Phylogenetic inferences of the DNApolB gene using the GOEV database and a wide range of eukaryotic and additional viral lineages29 supported the evolutionary distance of mirusviruses relative to all other known clades of double-stranded DNA viruses (Extended Data Fig. 5). The monophyletic mirusvirus DNApolB was positioned as a sister clade to Herpesviridae, and the two clades of eukaryotic Duplodnaviria were most closely related to eukaryotic Zeta-type and Delta-type DNApolB sequences, together forming a strongly supported clade distinct from the DNApolB of other viruses. Taken together, the considerable genetic distances between the virion modules of mirusviruses, Caudoviricetes and Herpesvirales, the distinct 3D structures of the mirusvirus MCP (see predicted 3D structure comparisons in Extended Data Fig. 4) and the DNApolB phylogenetic inferences firmly position mirusviruses within the realm Duplodnaviria, but outside the two previously characterized phyla Uroviricota (Caudoviricetes) and Peploviricota (herpesviruses), in a separate phylum we dubbed Mirusviricota.

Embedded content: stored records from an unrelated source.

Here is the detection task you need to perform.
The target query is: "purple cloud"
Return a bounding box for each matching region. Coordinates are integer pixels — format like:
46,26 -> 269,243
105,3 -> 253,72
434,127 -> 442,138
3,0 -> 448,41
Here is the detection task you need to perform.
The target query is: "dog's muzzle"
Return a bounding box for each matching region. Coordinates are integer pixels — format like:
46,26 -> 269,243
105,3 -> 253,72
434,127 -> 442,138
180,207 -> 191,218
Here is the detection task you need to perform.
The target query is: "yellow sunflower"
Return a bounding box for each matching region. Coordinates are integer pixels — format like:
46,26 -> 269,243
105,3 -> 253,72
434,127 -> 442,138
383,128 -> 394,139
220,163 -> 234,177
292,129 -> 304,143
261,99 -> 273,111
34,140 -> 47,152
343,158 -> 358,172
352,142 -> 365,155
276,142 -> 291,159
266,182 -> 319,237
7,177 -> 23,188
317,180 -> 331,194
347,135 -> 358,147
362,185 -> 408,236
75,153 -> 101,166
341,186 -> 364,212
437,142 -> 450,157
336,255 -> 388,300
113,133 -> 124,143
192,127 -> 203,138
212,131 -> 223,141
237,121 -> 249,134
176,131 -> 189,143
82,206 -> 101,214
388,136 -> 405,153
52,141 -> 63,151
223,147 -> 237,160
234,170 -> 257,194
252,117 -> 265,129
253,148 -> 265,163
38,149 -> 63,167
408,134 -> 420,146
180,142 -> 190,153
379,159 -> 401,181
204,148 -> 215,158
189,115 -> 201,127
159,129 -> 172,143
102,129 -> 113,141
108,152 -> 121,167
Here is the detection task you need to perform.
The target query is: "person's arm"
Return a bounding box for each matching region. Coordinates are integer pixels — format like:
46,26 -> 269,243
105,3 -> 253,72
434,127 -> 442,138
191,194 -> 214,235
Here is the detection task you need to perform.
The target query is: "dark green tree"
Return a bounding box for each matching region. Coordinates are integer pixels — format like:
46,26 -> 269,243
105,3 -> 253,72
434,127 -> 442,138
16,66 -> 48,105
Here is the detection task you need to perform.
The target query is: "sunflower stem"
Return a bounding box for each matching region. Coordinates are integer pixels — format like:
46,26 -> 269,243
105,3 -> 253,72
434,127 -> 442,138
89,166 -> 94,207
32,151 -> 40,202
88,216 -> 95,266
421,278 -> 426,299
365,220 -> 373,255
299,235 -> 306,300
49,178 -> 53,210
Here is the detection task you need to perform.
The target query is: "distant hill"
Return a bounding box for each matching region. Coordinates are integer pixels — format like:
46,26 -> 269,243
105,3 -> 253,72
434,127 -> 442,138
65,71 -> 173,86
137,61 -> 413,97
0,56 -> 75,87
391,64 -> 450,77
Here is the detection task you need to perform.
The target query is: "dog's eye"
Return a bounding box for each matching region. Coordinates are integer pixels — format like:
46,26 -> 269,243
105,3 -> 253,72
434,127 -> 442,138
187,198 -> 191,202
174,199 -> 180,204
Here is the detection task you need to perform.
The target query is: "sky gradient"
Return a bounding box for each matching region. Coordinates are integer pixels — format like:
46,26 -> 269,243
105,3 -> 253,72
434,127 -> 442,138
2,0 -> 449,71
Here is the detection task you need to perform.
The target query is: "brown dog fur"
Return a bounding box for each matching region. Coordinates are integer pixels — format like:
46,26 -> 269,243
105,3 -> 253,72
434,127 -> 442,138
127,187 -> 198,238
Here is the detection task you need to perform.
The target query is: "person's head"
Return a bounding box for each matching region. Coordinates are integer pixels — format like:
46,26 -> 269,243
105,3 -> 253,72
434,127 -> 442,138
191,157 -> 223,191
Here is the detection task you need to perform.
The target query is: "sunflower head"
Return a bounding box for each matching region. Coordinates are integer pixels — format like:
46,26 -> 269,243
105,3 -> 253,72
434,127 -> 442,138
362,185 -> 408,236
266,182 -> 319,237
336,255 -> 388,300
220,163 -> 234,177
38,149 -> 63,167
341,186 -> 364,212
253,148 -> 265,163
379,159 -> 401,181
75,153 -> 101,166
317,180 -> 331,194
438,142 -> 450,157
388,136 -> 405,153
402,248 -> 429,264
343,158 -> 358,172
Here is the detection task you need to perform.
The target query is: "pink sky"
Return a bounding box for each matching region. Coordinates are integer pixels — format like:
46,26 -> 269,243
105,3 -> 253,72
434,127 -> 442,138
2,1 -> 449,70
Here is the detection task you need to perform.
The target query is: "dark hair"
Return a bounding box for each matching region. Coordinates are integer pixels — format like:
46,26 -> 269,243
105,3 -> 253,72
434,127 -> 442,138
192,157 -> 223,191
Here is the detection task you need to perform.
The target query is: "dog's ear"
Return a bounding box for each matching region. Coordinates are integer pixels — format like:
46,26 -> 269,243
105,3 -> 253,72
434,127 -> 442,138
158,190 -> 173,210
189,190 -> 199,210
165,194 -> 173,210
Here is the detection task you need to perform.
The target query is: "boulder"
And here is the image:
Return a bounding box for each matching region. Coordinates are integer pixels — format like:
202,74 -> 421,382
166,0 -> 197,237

Mirusviruses are functionally complex

The 111 Mirusviricota MAGs contain a total of 22,242 genes organized into 35 core gene clusters present in at least 50% of MAGs, 1,825 non-core gene clusters and finally 9,018 singletons with no close relatives within the GOEV database (Supplementary Tables 6 and 7). Core gene clusters provided a window into critical functional capabilities shared across subclades of mirusviruses (Supplementary Table 8). Aside from the aforementioned core components of the virion and informational modules, they correspond to functions related to DNA stability (H3 histone), DNA replication (DNA replication licensing factor, glutaredoxin/ribonucleotide reductase, Holliday junction resolvase and 3′ repair exonuclease 1), transcription (TATA-binding protein), gene expression regulation (lysine specific histone demethylase 1A), post-transcriptional modification of RNA (RtcB-like RNA-splicing ligase) and proteins (putative ubiquitin protein ligase), protein degradation (trypsin-like, C1 and M16-family peptidases), cell growth control (Ras-related protein), detection of external signals (sensor histidine kinase) and light-sensitive receptor proteins (heliorhodopsins). Thus, mirusviruses encode an elaborate toolkit that could enable fine-tuning the cell biology and energetic potential of their hosts for optimal virus replication. Finally, ten core gene clusters could not be assigned any function on the basis of sequence or structural comparisons to proteins in reference databases and await experimental functional characterization.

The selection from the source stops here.